Donald Trump. Image: GETTY IMAGES


The appeal of Donald Trump’s ballot postpones-Maine’s top court.

A Maine court has postponed making a decision on whether Donald Trump can run in the state’s presidential primary until after the Supreme Court renders a decision in a Colorado case that is comparable to this one.

Citing the insurrection clause of the 14th Amendment, officials eliminated Mr. Trump from the ballot in both states.

However, earlier this month, the US Supreme Court declared that it will consider his appeal against the prohibitions. On February 8, Washington’s justices will hear arguments in the case.

Those who have “engaged in insurrection or rebellion” are prohibited from holding federal office by the 14th Amendment, however the attorneys for the former president contend that the president is exempt from this clause.

In a 17-page filing on Wednesday, Maine Superior Court Judge Michaela Murphy stated that Secretary of State Shella Bellows’ decision to remove Mr. Trump from the primary ballot should be postponed until federal clarification on the roles of the states is obtained.

Judge Murphy stated that “unless the Supreme Court before that date finds President Trump disqualified to hold the office of president, eligible Maine voters who wish to cast their vote for him in the primary will be able to do so, with the winner being determined by ranked-choice voting” .

The motion stated that “while it is impossible to know what the Supreme Court will decide, hopefully it will at least clarify what role, if any, state decision-makers, including secretaries of state and state judicial officers, play in adjudicating claims of disqualification brought under Section Three of the 14th Amendment.

” Super Tuesday, March 5th, is the date of Maine’s primary election. On that day, votes will be cast in about 16 states and territories.

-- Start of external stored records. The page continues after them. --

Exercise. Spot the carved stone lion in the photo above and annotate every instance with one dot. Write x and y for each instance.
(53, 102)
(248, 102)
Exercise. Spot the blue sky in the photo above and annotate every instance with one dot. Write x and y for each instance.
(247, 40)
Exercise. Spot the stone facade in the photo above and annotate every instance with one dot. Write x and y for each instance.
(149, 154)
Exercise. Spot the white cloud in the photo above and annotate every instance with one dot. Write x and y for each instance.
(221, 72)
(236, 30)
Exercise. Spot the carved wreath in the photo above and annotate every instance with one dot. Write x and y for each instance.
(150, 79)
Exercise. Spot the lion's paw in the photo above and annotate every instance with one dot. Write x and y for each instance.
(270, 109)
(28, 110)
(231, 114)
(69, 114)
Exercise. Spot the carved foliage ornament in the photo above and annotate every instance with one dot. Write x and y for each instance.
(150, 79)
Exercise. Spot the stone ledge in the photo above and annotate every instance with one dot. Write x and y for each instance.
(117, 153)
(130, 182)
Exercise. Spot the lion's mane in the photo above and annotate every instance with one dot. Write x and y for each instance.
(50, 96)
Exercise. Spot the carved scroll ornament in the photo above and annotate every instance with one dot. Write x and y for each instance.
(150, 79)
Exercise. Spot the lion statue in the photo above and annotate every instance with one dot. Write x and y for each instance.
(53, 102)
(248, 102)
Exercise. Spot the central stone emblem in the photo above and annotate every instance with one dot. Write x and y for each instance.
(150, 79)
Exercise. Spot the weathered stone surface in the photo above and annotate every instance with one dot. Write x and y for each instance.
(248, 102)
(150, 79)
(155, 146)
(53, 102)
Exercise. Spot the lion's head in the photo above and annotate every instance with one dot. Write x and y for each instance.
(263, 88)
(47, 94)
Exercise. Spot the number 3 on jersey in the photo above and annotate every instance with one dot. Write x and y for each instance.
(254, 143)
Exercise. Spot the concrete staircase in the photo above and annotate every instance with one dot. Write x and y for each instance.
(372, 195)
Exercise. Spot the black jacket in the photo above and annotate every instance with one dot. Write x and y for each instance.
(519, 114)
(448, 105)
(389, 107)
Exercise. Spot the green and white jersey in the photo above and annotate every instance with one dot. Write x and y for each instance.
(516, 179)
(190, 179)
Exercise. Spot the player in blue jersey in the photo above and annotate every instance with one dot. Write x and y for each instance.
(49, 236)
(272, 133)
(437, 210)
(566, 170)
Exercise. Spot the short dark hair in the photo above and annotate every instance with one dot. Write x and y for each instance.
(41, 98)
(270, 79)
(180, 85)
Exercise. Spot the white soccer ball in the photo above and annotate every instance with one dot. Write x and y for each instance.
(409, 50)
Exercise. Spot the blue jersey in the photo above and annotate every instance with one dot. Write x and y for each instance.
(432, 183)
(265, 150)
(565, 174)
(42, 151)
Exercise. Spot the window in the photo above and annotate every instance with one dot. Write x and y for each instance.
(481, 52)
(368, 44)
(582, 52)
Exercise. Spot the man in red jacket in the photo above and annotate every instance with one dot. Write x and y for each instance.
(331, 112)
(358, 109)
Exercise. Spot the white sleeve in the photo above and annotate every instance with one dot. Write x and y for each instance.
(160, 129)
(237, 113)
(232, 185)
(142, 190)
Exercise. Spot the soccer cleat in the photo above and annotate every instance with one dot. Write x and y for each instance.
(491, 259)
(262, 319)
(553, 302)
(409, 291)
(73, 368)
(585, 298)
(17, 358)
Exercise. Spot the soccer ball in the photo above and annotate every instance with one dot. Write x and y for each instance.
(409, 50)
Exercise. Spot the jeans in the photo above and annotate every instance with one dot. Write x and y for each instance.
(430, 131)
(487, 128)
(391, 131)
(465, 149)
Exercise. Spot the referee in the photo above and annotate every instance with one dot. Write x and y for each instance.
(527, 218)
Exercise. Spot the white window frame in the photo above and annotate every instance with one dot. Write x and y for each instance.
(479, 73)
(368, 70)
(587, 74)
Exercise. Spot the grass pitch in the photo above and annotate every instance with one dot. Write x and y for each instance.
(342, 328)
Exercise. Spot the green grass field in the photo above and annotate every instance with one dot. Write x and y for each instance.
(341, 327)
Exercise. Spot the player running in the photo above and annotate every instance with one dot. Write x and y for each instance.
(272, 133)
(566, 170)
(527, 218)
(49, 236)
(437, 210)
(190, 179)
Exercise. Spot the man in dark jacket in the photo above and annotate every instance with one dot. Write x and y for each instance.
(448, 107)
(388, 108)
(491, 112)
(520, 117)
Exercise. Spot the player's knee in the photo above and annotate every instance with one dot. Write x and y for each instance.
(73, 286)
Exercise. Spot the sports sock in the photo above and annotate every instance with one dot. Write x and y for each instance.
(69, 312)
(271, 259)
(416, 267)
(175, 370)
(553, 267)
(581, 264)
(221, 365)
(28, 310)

When she declared last month that she would take Mr. Trump off the ballot, Ms. Bellows referred to the events of January 6, 2021, as “unprecedented and tragic”.

They were an assault on the rule of law as well as the Capitol and public servants, the author argued.

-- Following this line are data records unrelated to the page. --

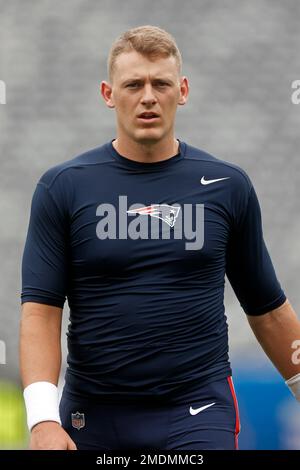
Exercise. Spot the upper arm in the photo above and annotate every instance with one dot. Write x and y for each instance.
(248, 264)
(45, 256)
(50, 314)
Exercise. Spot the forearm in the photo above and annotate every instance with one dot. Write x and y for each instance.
(278, 332)
(40, 343)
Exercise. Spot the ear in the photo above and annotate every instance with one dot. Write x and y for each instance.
(106, 92)
(184, 90)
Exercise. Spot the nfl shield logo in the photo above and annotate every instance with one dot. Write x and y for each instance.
(78, 420)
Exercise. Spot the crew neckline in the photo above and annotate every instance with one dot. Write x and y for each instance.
(147, 165)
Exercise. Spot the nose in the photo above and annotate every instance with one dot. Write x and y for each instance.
(148, 97)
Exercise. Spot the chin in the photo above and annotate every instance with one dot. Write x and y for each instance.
(148, 136)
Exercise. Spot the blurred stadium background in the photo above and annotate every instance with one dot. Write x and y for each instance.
(240, 58)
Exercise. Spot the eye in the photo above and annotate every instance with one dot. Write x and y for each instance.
(132, 85)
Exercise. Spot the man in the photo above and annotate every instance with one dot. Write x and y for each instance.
(138, 235)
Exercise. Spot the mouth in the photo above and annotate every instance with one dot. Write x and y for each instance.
(148, 117)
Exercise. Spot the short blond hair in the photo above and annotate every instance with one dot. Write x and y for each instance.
(150, 41)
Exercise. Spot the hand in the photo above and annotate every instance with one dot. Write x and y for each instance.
(49, 435)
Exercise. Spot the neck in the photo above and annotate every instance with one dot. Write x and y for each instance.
(146, 152)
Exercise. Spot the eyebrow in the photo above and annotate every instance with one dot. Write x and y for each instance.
(140, 80)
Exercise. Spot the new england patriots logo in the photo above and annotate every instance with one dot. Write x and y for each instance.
(164, 212)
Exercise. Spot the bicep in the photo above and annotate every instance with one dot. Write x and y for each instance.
(37, 312)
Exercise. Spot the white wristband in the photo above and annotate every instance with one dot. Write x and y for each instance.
(41, 401)
(294, 385)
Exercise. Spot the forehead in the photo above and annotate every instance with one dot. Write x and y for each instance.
(133, 64)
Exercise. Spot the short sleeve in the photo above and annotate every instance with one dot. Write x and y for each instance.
(45, 259)
(248, 264)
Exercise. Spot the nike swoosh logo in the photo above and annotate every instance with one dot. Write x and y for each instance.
(204, 181)
(197, 410)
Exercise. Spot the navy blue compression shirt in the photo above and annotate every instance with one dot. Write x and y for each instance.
(140, 251)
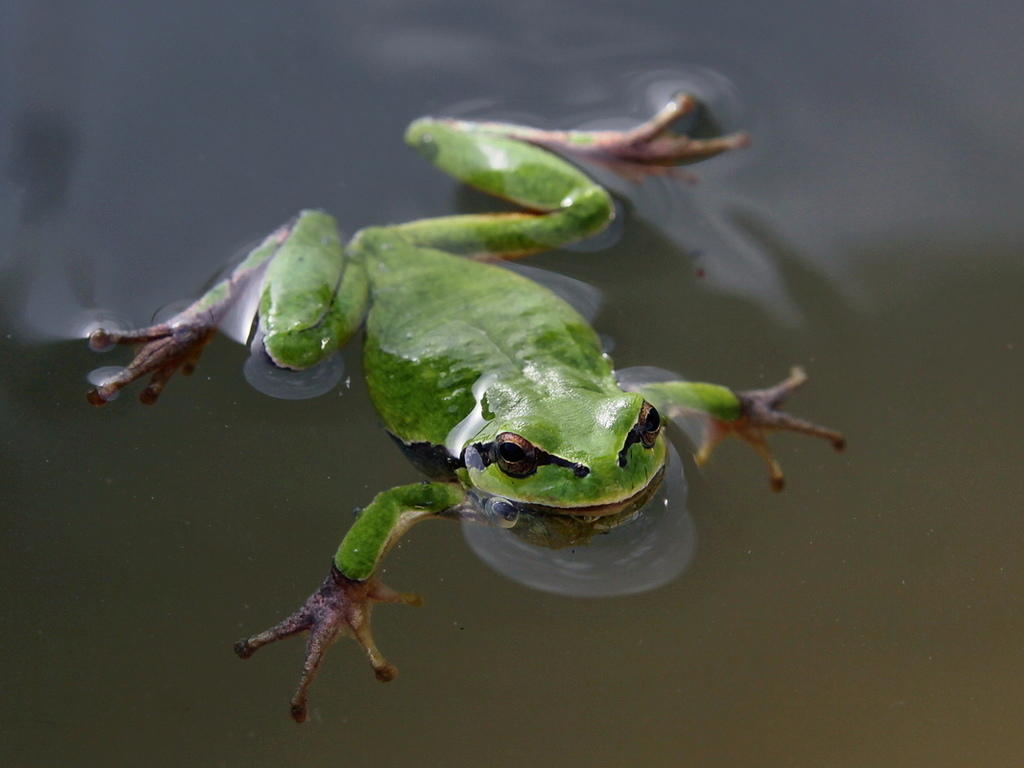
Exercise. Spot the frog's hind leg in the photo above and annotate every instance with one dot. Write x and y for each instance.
(562, 204)
(311, 295)
(343, 602)
(749, 415)
(177, 343)
(649, 148)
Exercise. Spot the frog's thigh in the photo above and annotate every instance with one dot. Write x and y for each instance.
(386, 519)
(314, 295)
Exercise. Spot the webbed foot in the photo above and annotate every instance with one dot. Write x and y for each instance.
(760, 414)
(649, 150)
(340, 606)
(163, 349)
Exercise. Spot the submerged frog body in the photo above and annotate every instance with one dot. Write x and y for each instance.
(496, 387)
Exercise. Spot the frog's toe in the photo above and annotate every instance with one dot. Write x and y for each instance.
(163, 349)
(761, 413)
(340, 606)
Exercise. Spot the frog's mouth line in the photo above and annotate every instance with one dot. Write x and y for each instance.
(624, 506)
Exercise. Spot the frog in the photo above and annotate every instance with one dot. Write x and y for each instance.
(497, 389)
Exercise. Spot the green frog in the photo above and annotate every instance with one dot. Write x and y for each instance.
(496, 388)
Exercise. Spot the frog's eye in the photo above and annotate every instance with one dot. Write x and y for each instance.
(645, 431)
(648, 425)
(515, 456)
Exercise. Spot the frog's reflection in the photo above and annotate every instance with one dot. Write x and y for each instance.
(639, 547)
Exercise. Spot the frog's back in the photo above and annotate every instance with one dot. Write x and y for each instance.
(438, 322)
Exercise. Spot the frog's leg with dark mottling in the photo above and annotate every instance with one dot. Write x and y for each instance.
(748, 415)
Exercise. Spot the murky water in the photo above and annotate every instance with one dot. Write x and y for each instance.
(871, 614)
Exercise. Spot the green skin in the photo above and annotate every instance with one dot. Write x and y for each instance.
(446, 334)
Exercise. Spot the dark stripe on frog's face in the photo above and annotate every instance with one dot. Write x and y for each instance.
(524, 458)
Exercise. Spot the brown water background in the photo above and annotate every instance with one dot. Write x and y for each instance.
(870, 615)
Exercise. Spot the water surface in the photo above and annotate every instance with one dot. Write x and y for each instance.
(871, 614)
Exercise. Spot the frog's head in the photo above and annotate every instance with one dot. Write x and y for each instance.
(566, 451)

“The evidence presented here shows that the outgoing President ordered them to happen, knew about them, and supported them. As required by Section 336 of the US Constitution, I must take action in response to any attack on the fundamentals of our government.

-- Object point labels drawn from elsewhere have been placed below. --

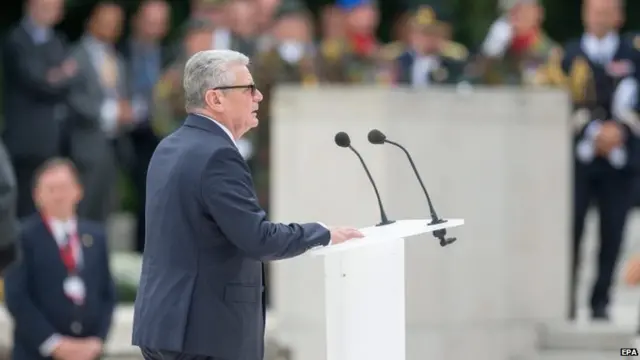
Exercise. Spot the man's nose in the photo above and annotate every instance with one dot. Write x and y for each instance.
(258, 97)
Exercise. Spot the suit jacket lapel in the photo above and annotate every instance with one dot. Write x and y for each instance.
(86, 242)
(50, 245)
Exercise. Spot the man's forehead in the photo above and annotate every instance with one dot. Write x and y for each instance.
(243, 75)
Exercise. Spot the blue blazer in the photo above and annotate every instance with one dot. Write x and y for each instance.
(34, 295)
(201, 290)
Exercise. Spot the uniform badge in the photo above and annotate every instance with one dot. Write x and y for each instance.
(87, 240)
(579, 77)
(636, 42)
(441, 74)
(620, 68)
(425, 16)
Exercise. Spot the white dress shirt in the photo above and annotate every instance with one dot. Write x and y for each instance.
(422, 67)
(61, 230)
(244, 146)
(600, 51)
(228, 132)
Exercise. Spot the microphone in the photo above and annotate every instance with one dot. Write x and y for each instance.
(342, 139)
(376, 137)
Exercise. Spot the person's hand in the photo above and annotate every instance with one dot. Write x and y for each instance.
(54, 75)
(91, 348)
(68, 349)
(342, 234)
(609, 137)
(69, 67)
(632, 272)
(125, 112)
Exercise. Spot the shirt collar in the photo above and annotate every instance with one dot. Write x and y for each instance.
(38, 33)
(224, 128)
(596, 48)
(61, 229)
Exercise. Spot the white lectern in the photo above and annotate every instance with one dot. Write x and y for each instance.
(365, 294)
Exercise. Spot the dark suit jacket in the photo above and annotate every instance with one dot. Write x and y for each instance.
(29, 101)
(34, 295)
(201, 287)
(8, 222)
(89, 143)
(450, 71)
(599, 87)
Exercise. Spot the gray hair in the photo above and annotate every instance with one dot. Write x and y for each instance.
(207, 70)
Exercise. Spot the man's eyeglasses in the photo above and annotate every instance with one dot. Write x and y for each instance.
(251, 87)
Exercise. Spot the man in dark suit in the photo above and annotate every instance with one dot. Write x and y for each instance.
(8, 222)
(606, 150)
(37, 74)
(101, 111)
(201, 289)
(144, 59)
(60, 293)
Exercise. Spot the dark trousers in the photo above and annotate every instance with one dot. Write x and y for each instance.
(25, 168)
(610, 191)
(144, 143)
(151, 354)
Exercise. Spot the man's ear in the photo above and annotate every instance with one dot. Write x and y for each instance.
(214, 99)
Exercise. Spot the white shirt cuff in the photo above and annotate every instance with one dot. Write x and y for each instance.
(49, 345)
(618, 158)
(245, 148)
(593, 129)
(109, 112)
(498, 38)
(326, 227)
(625, 98)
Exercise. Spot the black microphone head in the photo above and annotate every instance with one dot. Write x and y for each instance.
(376, 137)
(342, 139)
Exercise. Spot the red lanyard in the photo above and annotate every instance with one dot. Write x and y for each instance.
(67, 249)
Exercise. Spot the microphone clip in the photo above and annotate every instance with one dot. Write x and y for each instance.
(442, 233)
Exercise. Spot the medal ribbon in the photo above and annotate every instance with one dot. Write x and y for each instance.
(67, 250)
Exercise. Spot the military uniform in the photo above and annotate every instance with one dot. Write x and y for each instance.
(168, 110)
(518, 59)
(356, 59)
(593, 69)
(284, 62)
(445, 63)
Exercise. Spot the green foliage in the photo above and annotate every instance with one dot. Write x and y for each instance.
(472, 19)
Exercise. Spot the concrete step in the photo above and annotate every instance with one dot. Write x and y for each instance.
(601, 337)
(575, 355)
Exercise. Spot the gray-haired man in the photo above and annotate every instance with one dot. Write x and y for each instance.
(201, 289)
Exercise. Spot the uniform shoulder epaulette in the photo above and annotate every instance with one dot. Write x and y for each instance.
(556, 54)
(392, 50)
(168, 81)
(455, 51)
(331, 49)
(636, 42)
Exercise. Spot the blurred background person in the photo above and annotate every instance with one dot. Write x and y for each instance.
(517, 48)
(606, 151)
(9, 225)
(426, 61)
(242, 24)
(357, 58)
(101, 111)
(37, 73)
(144, 59)
(168, 102)
(291, 59)
(60, 294)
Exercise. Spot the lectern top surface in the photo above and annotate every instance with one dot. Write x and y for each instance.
(376, 234)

However, Mr. Trump’s attorneys have disputed that he participated in insurrection and have attempted to show that the measures do not apply to the presidency.

Additionally, they have attempted to claim that progressive Democrat Ms. Bellows harbours biases against the previous president.

The secretary of state was described by Mr. Trump’s legal team as “a biassed decision maker who should have recused herself and otherwise failed to provide lawful due process” in an 11-page appeal filed with the Maine Superior Court.